American Superconductor and Electric Power Research Institute form strategic alliance to develop next-generation wire technology; Alliance to explore commercialization of 'IBAD' technology with Los Alamos National Laboratory; Marketing and manufacturing rights licensed to American Superconductor

Business Wire, March 28, 1996

WESTBOROUGH, Mass.--(BUSINESS WIRE)--March 28, 1996--American Superconductor Corp. (Nasdaq:AMSC) and the Electric Power Research Institute (EPRI) have formed a strategic alliance to develop and commercialize next-generation high temperature superconducting (HTS) wire to be used in products for electricity production, transmission and use.

The alliance combines American Superconductor's expertise in developing, manufacturing and marketing its current generation of HTS wire technology with EPRI's leadership in identifying and pursuing advanced technology to help U.S. electric utilities and their customers compete.

The American Superconductor-EPRI alliance will collaborate with the Department of Energy (DOE), which supports a national effort to develop HTS technology for electric power, and the Los Alamos and Lawrence Berkeley national labs.
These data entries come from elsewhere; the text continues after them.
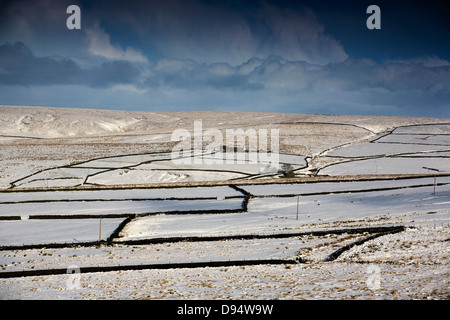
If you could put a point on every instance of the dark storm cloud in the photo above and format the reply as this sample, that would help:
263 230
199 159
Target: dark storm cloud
19 66
361 86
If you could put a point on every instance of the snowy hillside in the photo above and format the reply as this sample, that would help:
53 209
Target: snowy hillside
98 191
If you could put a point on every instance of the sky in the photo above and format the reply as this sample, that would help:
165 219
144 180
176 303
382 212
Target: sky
316 57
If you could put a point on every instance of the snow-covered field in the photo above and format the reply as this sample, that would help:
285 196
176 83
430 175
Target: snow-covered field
70 178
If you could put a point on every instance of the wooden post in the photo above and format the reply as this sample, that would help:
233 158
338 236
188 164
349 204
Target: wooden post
434 187
100 231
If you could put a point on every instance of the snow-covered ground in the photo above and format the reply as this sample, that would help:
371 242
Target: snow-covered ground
53 147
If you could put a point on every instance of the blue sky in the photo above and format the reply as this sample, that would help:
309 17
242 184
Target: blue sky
275 56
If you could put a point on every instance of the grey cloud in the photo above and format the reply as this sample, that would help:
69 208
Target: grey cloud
359 86
19 66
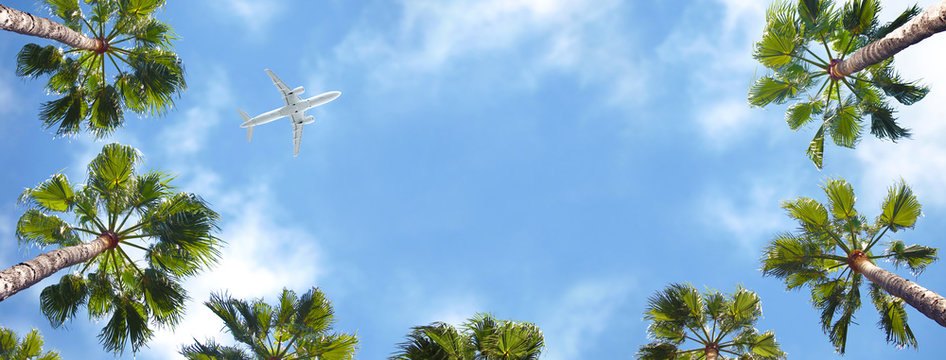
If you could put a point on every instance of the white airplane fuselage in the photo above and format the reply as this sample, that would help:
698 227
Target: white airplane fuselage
297 108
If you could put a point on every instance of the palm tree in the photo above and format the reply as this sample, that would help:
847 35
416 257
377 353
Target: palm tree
124 36
789 47
834 249
482 338
680 315
31 348
296 328
129 215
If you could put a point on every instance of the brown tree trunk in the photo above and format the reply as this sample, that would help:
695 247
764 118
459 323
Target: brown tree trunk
929 22
925 301
27 273
27 24
711 351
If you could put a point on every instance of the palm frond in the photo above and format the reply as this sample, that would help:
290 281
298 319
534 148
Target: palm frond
106 112
815 149
860 16
900 208
65 113
34 60
904 17
37 228
210 350
841 198
164 296
844 123
893 317
60 302
915 257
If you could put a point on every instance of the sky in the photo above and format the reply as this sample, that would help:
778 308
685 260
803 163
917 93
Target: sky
548 161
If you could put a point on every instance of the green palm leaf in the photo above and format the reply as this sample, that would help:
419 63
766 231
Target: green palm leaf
915 257
893 318
900 208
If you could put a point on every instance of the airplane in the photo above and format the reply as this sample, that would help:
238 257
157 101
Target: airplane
295 109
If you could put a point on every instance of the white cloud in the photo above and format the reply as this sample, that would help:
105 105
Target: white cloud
581 38
921 160
261 257
254 16
189 134
750 216
719 56
582 313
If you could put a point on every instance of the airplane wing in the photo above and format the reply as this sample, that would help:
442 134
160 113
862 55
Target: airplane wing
285 90
296 137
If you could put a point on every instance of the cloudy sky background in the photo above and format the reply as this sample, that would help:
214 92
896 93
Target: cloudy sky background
544 160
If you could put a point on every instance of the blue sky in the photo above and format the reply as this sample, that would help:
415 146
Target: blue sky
544 160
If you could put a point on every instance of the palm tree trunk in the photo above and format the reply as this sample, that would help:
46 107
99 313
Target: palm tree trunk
929 22
27 273
27 24
925 301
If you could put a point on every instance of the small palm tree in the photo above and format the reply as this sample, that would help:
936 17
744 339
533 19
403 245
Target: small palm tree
31 348
716 325
124 36
481 338
834 249
808 72
296 328
130 216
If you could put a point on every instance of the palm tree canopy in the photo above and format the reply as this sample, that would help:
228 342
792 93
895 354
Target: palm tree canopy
802 43
30 348
157 238
298 327
685 324
820 253
145 74
482 337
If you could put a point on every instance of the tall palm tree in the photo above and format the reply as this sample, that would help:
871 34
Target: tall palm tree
808 73
834 249
123 36
296 328
715 325
482 337
31 348
129 216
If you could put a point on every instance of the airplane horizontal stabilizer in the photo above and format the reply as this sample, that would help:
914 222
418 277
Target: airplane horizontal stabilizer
249 129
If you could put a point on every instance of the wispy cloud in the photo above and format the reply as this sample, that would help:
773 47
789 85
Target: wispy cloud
585 310
921 160
188 134
750 216
253 16
582 38
714 41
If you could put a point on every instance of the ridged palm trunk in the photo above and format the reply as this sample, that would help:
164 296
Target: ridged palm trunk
27 273
27 24
711 352
929 22
925 301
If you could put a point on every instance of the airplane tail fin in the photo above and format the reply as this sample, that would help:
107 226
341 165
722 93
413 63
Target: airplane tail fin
249 129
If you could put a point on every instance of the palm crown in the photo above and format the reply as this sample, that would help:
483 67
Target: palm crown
824 253
715 323
31 348
145 76
296 328
482 337
140 216
805 72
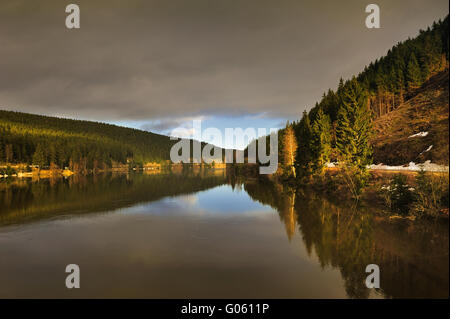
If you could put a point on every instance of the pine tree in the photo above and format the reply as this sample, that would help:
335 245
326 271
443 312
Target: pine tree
304 145
40 157
321 141
413 73
354 127
289 150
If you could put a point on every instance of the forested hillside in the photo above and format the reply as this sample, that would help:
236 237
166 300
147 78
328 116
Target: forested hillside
341 126
80 145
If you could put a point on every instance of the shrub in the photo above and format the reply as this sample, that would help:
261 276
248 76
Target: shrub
432 193
399 196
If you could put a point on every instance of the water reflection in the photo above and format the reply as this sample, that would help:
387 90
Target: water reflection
205 234
413 257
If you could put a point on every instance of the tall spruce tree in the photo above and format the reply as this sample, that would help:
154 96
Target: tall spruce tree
354 127
289 150
304 155
321 141
413 73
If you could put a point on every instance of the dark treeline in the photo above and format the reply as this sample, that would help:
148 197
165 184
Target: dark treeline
80 145
339 127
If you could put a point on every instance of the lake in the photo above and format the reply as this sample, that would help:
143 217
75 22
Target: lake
207 235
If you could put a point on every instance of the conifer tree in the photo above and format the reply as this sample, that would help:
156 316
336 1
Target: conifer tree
413 73
40 157
321 141
354 127
289 150
304 145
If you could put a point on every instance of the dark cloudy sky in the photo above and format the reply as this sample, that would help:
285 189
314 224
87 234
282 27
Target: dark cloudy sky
158 63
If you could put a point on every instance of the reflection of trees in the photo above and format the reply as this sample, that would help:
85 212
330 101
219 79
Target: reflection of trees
413 257
23 200
281 198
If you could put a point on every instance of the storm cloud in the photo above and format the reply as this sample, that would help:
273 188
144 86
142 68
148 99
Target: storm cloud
166 60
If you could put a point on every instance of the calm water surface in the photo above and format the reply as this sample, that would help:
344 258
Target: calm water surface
206 236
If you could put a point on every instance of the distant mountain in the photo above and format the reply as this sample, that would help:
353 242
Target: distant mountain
417 130
406 93
43 140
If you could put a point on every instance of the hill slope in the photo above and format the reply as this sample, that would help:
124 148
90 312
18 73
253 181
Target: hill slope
397 140
44 140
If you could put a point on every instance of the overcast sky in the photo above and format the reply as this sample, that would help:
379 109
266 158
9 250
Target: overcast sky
156 64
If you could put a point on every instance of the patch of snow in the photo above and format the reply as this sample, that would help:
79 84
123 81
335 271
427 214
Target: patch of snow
332 164
427 166
420 134
427 150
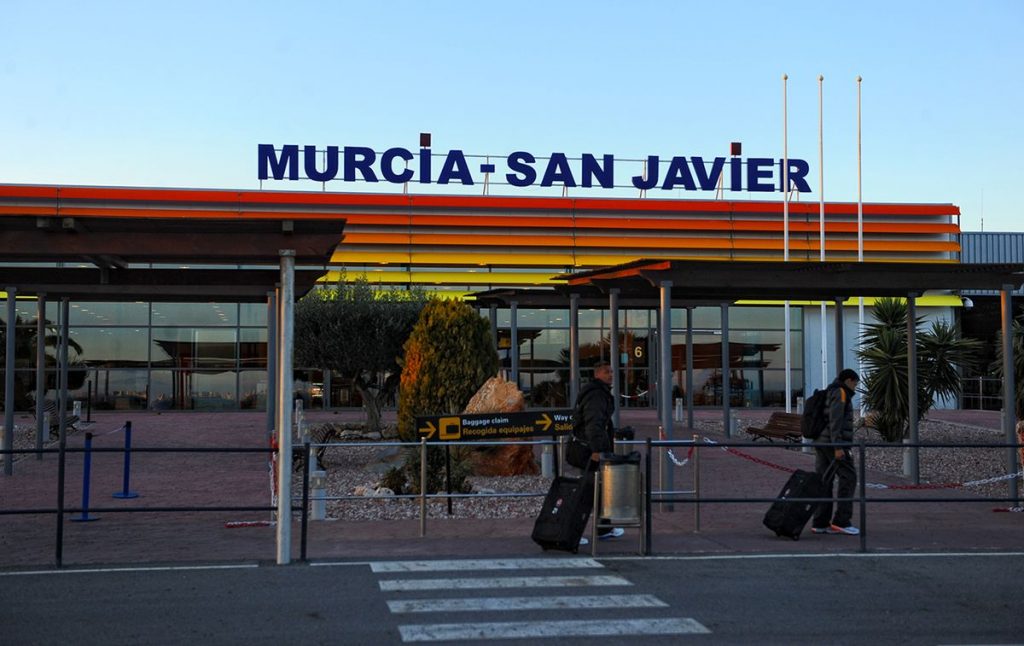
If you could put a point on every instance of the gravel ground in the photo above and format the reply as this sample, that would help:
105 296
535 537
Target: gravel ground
355 471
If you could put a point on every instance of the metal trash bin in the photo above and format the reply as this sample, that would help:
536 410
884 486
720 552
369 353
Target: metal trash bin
625 433
620 494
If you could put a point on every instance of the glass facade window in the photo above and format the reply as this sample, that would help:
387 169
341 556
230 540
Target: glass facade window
108 313
214 355
111 347
253 389
195 313
188 390
113 389
252 347
252 314
194 347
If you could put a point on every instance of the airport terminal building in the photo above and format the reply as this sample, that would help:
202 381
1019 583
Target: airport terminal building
213 355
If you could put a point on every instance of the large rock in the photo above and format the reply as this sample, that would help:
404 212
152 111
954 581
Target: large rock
497 395
500 395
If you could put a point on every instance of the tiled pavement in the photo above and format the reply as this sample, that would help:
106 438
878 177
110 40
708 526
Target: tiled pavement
169 480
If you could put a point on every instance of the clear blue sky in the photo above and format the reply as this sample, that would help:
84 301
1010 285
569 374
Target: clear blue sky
180 93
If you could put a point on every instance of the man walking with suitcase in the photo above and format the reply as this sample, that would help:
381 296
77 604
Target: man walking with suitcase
595 407
840 429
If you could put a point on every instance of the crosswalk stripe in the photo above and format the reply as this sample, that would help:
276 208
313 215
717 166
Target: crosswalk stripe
526 630
403 585
492 564
525 603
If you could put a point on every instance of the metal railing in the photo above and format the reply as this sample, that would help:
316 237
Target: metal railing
651 496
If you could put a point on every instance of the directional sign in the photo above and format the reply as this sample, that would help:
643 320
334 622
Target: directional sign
495 425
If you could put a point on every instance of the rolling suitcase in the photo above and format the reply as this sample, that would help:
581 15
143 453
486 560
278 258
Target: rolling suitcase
564 513
787 517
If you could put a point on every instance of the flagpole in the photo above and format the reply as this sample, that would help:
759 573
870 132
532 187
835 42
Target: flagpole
785 240
860 241
821 226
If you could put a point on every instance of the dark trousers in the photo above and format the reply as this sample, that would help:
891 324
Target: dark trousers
847 476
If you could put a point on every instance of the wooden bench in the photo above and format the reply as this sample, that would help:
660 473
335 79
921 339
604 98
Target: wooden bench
50 411
783 426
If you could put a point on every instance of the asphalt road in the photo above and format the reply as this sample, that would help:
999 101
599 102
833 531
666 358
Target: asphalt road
826 599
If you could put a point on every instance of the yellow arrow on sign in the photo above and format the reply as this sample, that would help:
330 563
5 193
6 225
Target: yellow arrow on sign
428 430
545 423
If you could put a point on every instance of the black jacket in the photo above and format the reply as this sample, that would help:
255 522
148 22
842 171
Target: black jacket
840 428
593 416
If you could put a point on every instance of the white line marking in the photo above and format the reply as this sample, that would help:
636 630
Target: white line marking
481 564
827 555
107 570
525 603
401 585
526 630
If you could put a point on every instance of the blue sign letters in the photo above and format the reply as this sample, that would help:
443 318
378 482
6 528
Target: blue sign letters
397 166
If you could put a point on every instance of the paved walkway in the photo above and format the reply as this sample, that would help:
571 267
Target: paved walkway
170 480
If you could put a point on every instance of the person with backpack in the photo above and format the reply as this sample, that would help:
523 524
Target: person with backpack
838 429
594 410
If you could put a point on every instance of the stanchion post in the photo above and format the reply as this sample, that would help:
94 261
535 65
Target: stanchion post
305 501
696 483
423 486
861 474
125 490
647 519
86 472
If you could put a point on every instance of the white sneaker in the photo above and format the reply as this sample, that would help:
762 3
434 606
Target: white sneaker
849 530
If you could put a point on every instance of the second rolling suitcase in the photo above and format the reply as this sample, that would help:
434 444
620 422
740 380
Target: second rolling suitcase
564 513
787 517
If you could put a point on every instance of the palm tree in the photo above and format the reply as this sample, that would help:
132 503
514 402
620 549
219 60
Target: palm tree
1017 341
942 354
25 357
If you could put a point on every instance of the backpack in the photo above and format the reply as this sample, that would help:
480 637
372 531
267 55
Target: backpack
815 417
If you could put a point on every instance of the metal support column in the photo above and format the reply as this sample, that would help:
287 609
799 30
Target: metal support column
840 341
62 367
271 361
286 333
573 347
1010 388
614 352
665 365
8 390
41 428
493 310
689 369
912 467
514 342
726 375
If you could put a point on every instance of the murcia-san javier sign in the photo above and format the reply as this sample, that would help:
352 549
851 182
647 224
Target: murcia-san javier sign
398 166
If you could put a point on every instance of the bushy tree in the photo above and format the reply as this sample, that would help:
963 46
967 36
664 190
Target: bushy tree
942 353
358 332
448 357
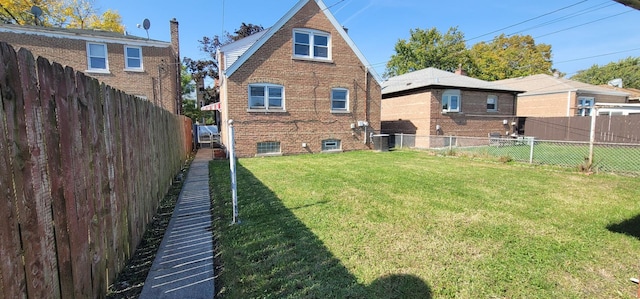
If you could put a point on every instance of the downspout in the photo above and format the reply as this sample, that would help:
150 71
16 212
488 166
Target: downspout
569 103
366 102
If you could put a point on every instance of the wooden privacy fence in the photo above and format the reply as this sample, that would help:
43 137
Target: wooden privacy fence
83 167
613 129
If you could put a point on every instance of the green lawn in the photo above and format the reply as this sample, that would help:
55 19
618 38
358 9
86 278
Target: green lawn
407 224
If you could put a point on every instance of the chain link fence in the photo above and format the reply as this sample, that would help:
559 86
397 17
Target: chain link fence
622 158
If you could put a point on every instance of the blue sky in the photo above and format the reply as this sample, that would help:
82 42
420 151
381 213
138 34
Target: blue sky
581 32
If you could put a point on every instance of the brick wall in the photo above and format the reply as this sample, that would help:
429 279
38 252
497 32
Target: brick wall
307 89
73 53
559 104
549 105
420 113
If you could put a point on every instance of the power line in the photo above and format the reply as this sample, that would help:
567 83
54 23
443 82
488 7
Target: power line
573 15
525 21
599 55
583 24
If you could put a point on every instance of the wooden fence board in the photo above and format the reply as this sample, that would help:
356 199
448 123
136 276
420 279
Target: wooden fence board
84 167
41 266
84 185
11 268
51 86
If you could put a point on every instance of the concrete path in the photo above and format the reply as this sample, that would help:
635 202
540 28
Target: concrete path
183 267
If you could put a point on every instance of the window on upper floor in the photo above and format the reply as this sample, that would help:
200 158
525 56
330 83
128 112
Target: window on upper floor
97 59
266 97
311 44
133 58
492 103
451 100
339 100
584 106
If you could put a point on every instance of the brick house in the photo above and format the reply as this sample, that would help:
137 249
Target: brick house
138 66
432 102
550 96
300 86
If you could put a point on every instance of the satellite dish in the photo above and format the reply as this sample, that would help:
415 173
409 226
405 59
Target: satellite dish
615 82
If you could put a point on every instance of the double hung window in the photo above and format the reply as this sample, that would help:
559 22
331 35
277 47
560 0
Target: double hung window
451 100
311 44
266 97
492 103
97 57
584 106
339 100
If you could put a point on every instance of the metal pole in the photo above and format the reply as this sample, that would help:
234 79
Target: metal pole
532 141
232 167
592 133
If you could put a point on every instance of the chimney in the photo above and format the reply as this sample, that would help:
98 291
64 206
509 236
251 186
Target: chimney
175 39
460 71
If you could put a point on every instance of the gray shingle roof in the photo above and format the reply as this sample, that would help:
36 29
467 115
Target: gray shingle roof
433 77
545 84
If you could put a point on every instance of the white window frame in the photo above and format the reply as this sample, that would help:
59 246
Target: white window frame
126 59
266 97
326 147
585 106
334 100
311 46
91 55
269 145
494 99
447 96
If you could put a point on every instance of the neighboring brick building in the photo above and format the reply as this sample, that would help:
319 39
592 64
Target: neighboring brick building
300 86
431 102
549 96
151 69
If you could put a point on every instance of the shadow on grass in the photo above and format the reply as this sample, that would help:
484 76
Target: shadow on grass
629 227
272 254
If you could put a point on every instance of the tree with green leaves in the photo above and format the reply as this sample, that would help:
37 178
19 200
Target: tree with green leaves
509 57
428 48
80 14
208 68
627 69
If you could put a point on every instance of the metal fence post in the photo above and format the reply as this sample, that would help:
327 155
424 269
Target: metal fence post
592 133
532 142
232 167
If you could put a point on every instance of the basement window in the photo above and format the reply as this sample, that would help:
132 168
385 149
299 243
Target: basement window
268 148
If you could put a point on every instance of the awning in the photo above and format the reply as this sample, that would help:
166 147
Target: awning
211 107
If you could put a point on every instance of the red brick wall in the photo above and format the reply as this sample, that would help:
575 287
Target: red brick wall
307 88
423 112
73 53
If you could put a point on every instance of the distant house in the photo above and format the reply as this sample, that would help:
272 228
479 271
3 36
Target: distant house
435 102
550 96
149 69
300 86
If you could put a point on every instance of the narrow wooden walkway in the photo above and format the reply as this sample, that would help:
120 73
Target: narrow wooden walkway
183 267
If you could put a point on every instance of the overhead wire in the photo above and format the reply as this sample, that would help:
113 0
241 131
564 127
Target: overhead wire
525 21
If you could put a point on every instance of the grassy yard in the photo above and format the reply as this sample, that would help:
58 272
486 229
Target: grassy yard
406 224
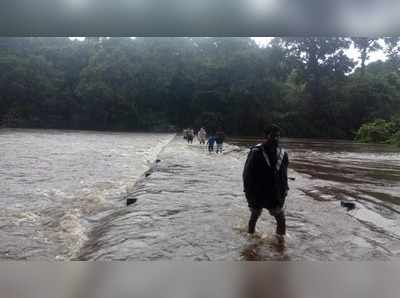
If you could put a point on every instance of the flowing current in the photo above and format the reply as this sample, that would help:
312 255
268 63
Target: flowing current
63 196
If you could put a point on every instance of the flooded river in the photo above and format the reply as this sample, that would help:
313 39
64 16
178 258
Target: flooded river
63 196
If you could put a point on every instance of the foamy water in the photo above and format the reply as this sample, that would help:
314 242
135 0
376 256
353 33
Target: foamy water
55 184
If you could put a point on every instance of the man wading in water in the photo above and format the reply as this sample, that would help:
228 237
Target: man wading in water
265 180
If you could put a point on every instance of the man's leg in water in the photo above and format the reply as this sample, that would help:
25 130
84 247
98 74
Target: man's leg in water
254 216
279 215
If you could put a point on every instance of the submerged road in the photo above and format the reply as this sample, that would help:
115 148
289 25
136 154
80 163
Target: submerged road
190 206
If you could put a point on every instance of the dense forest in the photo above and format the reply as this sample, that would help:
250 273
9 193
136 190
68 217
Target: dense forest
306 85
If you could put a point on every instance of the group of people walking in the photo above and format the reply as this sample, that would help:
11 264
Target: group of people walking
217 138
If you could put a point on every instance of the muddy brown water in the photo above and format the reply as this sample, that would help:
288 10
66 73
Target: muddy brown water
63 196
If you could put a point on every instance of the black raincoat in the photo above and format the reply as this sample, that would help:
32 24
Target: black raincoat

Additional collaborators will include various academic institutions, corporations and agencies of the Department of Defense (DOD).

Wires made of HTS materials, the most efficient conductors of electricity known, are expected to be widely used for electric power and utility applications such as underground transmission and distribution cables, large generators, transformers and current limiters in addition to end-use functions employing powerful electric motors and power conditioning equipment involving superconducting magnetic energy storage.

An initial focus for the alliance will be the significant research advances demonstrated last year under DOE funding by Los Alamos in "coated-conductor" HTS wire technology.

Coated conductors, composed of highly textured thick films of HTS materials deposited on flexible tapes, have been under investigation by several institutions worldwide for the last six years. In April 1995, Los Alamos achieved record levels of electrical current conduction by using ion beam bombardment -- a processing technology called "IBAD" (Ion Beam Assisted Deposition) -- to prepare short samples of tape substrates for coating with thick HTS films. The IBAD technology demonstrated by Los Alamos, which is a major participant in the DOE Applied Superconductivity Program, will be among a variety of HTS technologies that will be explored and assessed by the alliance for eventual industrial scale-up.

"The alliance's work on coated conductors provides American Superconductor with a potential second generation of wire technologies for additional business growth in the next decade," said Greg Yurek, American Superconductor's CEO. The company, which has developed patented processes for commercial-scale manufacturing of HTS wire, will introduce significant electric power product lines based on its current generation of wire technology over the next one to four years.

The alliance is projected to extend four years. Initially, the organizations intend to provide combined internal and external funding of approximately $5 million over two years. Program details for the subsequent two years will depend on progress achieved during the primary phase.

American Superconductor will receive exclusive marketing and manufacturing rights from EPRI to technologies developed in the alliance program. EPRI will receive warrants for American Superconductor common stock issued in proportion to EPRI's investment in the alliance's technology development. The warrants will be granted and become exercisable over the next four years.

Kurt Yeager, EPRI's executive vice president and chief operating officer, said that the next-generation wire technologies that will result from the alliance should provide a competitive edge for all companies involved in the electricity enterprise.

"Superconductivity already has achieved commercial success in specialized areas like diagnostic medical magnetic resonance imaging, an application with enormous social impact," Yeager said. "These markets, as well as new opportunities that coated HTS conductors will embody for generation, transmission and use of electricity, will greatly expand with the advancements we expect."

To carry out its goals, the alliance will work with the Los Alamos and Lawrence Berkeley national labs as well as Inco Alloys International, Stanford University, and the Applied Superconductivity Center at the University of Wisconsin. The alliance also plans to work with the Wright Laboratory at DOD's Wright Patterson Air Force Base, the Massachusetts Institute of Technology and the Texas Center for Superconductivity at the University of Houston.

The alliance and its broad-based team will focus on choosing those processes showing greatest probability for coated conductor scale-up to high-volume, low-cost manufacturing.

"Our collaboration with the alliance means we will dramatically accelerate the major development effort necessary to move coated-conductor technologies out of the lab and into the marketplace," said Dean Peterson, leader of the Superconductivity Technology Center at Los Alamos. "The end result will be more efficient, lightweight electric power products offering performance advantages for utilities and the industrial sector."